El microrrelato de los viernes: Dos relatos breves de Adriana Langtry

ADRIANA LANGTRY (Buenos Aires, 1956)

El último anhelo

Antes de su extinción los dinosaurios deben de haber vivido una larga agonía. Habrán seguido respirando casi por inerciaen una atmósfera enrarecida que los volvía, de golpe, vulnerables. El obstinado instinto de supervivencia los debe de haber empujado a vagar por un mundo despojado de cielo, arrastrando sus mastodónticas moles, sus frialdades de reptiles en busca de pequeños indicios: el olor picante de un arbusto, el roce apresurado de una presa, el aleteo de un cuerpo, su graznido, el sabor, la frescura de un río, algo que los recondujese a todo aquello perdido. Tratando de adaptarse a la repentina ceguera habrán reconocido, sin saberlo, el dolor hueco del miedo que retuerce hasta la médula más fuerte y recordado el placer que brota en el corazón palpitante cuando un ser se siente guarecido. Antes de su extinción los dinosaurios, esos seres enormes, los más poderosos de la Tierra, deben de haber tenido, irracionalmente, un último anhelo: la ilusión de sobrevivir al meteorito. 

Los Reyes Magos

La primera estrella que vieron tenía una melena rubia y ondulada. Cantaba mientras conducía un auto descapotado, el viento le despeinaba los cabellos que se meneaban como la cola de una cometa.  El neón de la televisión con sus promesas de salvación y riqueza chispeaba una vez y otra vez en las mentes sagaces de aquellos tres jóvenes. Melchor, Gaspar y Baltasar, los más fuertes y valerosos de la aldea. Decidieron marchar hacia Occidente siguiendo aquella reverberación que se propagaba por el horizonte como una epifanía. Así, los tres superaron campos resecos, bosques petrificados, pueblos despellejados por bombas y machetes. A lo largo del viaje sufrieron crueldades y saqueos, se revolcaron en el lodo olvidando sus nombres, perdieron los amuletos protectores: un puñado de mirra, de oro, de incienso. 

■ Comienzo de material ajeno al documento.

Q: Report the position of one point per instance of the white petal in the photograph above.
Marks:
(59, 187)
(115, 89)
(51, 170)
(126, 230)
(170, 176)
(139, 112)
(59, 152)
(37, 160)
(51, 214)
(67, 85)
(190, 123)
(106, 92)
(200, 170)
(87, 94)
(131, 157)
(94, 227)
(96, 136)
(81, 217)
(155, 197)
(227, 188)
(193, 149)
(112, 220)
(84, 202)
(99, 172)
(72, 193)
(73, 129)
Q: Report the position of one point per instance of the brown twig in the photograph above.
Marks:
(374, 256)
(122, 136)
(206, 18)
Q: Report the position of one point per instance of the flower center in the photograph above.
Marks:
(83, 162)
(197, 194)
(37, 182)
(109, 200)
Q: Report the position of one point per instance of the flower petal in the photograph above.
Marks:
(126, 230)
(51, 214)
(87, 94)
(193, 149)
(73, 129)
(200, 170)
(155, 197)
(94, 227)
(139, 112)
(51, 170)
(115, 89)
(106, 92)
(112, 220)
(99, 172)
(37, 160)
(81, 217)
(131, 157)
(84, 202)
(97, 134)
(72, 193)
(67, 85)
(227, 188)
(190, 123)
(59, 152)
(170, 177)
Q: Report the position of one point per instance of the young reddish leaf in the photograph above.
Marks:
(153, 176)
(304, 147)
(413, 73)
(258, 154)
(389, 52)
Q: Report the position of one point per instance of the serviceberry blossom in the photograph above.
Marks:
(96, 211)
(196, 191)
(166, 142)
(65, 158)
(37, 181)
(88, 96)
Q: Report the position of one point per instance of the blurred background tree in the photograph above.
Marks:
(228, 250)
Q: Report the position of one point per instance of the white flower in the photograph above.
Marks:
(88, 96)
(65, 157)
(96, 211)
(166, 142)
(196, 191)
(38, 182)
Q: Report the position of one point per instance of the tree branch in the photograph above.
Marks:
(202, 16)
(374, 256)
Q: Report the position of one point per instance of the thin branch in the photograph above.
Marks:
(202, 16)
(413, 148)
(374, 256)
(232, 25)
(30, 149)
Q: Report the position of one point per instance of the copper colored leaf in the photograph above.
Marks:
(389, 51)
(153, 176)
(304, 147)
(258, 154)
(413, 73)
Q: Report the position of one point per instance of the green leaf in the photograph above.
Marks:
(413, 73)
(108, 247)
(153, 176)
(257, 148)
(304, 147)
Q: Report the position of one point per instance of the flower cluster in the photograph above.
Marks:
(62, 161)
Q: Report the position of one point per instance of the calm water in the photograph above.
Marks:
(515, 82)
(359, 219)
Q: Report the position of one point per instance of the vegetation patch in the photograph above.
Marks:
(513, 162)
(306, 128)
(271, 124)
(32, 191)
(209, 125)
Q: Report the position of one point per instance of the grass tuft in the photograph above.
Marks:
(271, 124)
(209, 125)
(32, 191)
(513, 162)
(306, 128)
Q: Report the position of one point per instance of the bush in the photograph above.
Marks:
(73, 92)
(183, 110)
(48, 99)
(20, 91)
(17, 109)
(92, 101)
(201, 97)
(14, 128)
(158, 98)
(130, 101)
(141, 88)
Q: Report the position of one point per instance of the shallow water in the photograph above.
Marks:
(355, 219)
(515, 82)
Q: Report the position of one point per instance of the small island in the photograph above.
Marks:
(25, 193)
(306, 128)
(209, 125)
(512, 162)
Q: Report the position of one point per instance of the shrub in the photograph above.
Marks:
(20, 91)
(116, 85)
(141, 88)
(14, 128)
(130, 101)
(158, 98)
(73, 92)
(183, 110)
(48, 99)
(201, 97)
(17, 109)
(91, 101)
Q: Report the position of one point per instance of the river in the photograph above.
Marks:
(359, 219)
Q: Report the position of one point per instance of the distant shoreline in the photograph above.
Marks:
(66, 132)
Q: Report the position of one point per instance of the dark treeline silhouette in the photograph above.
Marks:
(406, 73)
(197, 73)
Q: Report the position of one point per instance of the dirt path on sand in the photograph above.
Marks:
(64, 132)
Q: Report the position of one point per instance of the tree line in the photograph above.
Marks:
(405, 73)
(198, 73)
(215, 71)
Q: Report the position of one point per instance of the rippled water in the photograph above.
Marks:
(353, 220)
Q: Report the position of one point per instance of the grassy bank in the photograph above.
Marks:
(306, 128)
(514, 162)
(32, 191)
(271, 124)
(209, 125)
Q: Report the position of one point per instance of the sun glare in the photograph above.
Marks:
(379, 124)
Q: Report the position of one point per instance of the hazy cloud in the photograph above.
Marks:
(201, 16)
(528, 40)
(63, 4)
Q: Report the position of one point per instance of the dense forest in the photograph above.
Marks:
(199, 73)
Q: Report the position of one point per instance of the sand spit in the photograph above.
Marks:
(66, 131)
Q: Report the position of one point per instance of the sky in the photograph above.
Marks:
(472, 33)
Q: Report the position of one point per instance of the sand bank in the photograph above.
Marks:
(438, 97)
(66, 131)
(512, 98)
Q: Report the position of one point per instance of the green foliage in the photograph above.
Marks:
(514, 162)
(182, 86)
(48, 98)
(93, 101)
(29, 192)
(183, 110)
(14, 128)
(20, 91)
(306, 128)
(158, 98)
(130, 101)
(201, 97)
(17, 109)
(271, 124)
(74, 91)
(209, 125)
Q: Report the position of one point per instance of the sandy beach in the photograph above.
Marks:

La segunda estrella los encontró a la deriva sobre una balsa de cañas con la que intentaban cruzar un muro de agua. Era el guiño de un faro que en la oscuridad más honda se convirtió de pronto en el ojo fijo e imperioso del barco de la guardia costera. Desde hace meses Melchor, Gaspar y Baltasar vagan por la ciudad esplendente, atropellados por hordas de gente cabizbaja. Se anidan en la oscuridad de los suburbios para intentar, como una vez hacían sus mayores, escrutar el firmamento. Pero el cielo, él también tan atosigado de luces, ya no logra delinear coordinadas exactas y los tres muchachos, los más sagaces de la aldea, vuelven a confundir la tercera estrella con los satélites de Elon Musk.